A number of British intelligence staff have been sacked for inappropriately accessing personal information, it has emerged.
The revelation came in a long-awaited parliamentary report which was announced after whistle-blower Edward Snowden exposed mass surveillance techniques used by GCHQ and its US counterpart.
The Intelligence and Security Committee (ISC) inquiry recommended a single law be introduced to regulate the UK's intelligence agencies and their powers to snoop on private communications.
The ISC report concludes that the legal framework governing GCHQ, MI5 and MI6 is "unnecessarily complicated" and "lacks transparency".
But the inquiry found the intelligence agencies were not trying to cheat the law through mass surveillance programmes.
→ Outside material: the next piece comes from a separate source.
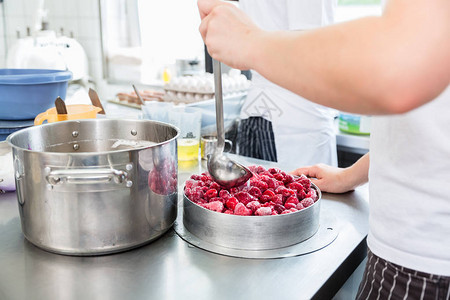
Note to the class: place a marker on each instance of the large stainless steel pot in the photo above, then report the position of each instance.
(80, 196)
When asked by Sky News for further details about why intelligence staff were sacked, the committee's spokeswoman MP Hazel Blears replied: "I think we say in the report that these incidents have been extremely rare.
"We also recommend in our report that these matters should be a criminal offence because we regard this as extremely serious indeed.
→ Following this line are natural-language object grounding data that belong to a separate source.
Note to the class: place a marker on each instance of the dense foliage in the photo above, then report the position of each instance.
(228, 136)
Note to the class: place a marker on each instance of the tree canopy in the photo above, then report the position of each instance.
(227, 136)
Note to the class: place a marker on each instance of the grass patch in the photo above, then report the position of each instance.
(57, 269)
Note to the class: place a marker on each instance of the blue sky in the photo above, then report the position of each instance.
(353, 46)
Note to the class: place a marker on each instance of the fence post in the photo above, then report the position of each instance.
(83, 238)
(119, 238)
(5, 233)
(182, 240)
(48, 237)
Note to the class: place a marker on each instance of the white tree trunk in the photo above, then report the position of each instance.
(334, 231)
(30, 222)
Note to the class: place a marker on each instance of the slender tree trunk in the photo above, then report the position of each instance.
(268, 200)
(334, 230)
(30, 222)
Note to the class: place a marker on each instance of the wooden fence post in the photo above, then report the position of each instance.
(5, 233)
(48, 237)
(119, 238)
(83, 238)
"If you're trying to get public confidence around privacy then if someone breaches the rules then there ought to be severe sanctions for that kind of breach.
"We're not in a position today to give you the detailed information ... but I think the fact the committee recommends it be a criminal offence gives an indication of how seriously we take it."
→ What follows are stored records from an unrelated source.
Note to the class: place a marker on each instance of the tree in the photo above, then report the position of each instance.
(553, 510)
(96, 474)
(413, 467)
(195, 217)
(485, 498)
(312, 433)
The committee said thousands of private communications are read by GCHQ spies on a daily basis using bulk interception methods.
In a section of the report that is heavily redacted, the committee said it is "unavoidable that some innocent communications may have been incidentally collected".
Ms Blears said: "There is a legitimate public expectation of openness and transparency in today's society, and the security and intelligence agencies are not exempt from that.
"While we accept that they need to operate in secret if they are to be able to protect us from those who are plotting in secret to harm us, the Government must make every effort to ensure that information is placed in the public domain when it is safe to do so.
"This report is an important first step toward greater transparency.
"Nevertheless, there is more that could and should be done.
"This is essential to improve public understanding and retain confidence in the vital work of the intelligence and security agencies."
Ms Blears was speaking on behalf of the committee after Sir Malcom Rifkind resigned as its chair following a cash-for-access controversy.
Shami Chakrabarti, director of rights campaign group Liberty, said: "The ISC has repeatedly shown itself as a simple mouthpiece for the spooks - so clueless and ineffective that it's only thanks to Edward Snowden that it had the slightest clue of the agencies' antics.
"The committee calls this report a landmark for 'openness and transparency' - but how do we trust agencies who have acted unlawfully, hacked the world's largest Sim card manufacturer and developed technologies capable of collecting our login details and passwords, manipulating our mobile devices and hacking our computers and webcams?
"No doubt it would be simpler if we went along with the spies' motto of 'no scrutiny for us, no privacy for you' - but what an appalling deal for the British public."